Exploring Model Design Spaces for Cognitive and Affective State Recognition in Immersive Virtual Reality
This repository contains the code, data, and analysis related to the project "Exploring Model Design Spaces for Cognitive and Affective State Recognition in Immersive Virtual Reality Using Multimodal Neuro-physiological Signals." This research aims to advance the understanding of how cognitive and affective states can be inferred from neuro-physiological signals in immersive virtual reality (iVR) environments.

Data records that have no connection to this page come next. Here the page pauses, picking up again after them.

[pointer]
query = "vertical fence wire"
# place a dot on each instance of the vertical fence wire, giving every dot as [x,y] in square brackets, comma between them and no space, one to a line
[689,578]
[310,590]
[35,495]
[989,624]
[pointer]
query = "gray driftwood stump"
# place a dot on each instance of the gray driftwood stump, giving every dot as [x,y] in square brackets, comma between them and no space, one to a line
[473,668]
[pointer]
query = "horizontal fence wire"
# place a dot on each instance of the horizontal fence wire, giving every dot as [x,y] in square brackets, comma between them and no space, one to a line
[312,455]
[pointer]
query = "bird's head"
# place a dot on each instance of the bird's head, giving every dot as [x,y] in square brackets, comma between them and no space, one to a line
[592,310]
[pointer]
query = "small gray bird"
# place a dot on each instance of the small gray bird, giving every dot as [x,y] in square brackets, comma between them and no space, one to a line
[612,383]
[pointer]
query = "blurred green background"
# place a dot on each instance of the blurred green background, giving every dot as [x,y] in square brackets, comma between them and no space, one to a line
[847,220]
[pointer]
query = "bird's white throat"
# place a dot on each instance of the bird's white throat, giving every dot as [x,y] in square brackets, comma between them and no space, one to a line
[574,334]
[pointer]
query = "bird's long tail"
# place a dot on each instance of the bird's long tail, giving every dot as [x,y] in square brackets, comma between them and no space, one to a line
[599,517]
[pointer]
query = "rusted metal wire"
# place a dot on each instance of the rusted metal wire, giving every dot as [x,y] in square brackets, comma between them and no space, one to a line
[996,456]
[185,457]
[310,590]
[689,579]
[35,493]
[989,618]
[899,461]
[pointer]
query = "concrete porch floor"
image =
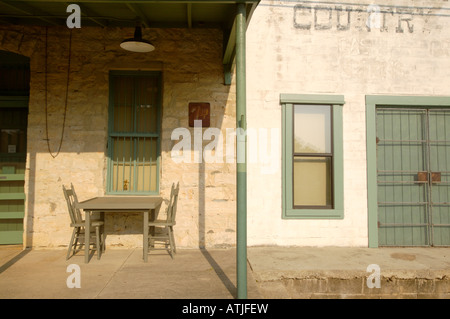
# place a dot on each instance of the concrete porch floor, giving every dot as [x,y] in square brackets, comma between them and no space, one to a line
[273,272]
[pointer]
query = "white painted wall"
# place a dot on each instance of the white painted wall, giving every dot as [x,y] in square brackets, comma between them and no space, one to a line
[308,51]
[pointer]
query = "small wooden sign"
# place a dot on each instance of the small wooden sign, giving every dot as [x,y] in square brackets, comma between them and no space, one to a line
[199,111]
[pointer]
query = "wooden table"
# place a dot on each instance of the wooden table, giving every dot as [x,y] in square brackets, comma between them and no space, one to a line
[125,204]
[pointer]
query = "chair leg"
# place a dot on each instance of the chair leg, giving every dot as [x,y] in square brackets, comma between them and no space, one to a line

In this project, we conducted a secondary analysis on a multimodal dataset collected from 10 participants during a multi-phase iVR experiment. The experiment included various phases designed to elicit different cognitive and affective states, such as rest, effortful control, stress induction, and decision-making in a virtual buffet environment.

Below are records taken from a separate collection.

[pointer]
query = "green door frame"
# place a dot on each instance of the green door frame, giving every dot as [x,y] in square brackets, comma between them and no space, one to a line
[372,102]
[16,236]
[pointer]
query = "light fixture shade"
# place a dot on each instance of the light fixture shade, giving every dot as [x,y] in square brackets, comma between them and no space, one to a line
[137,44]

Key aspects of the project include:
Model Design Exploration: Investigated the impact of different model design choices, such as modality, feature set, and personalization, on the accuracy of inverse inference models that map neuro-physiological signals to cognitive and affective states.
Machine Learning Evaluation: Applied machine learning techniques to assess the ability of models to discriminate between different iVR phases.
Between-Person Variation: Used non-linear manifold embedding methods to analyze individual differences, emphasizing the need for adaptive models tailored to personal characteristics.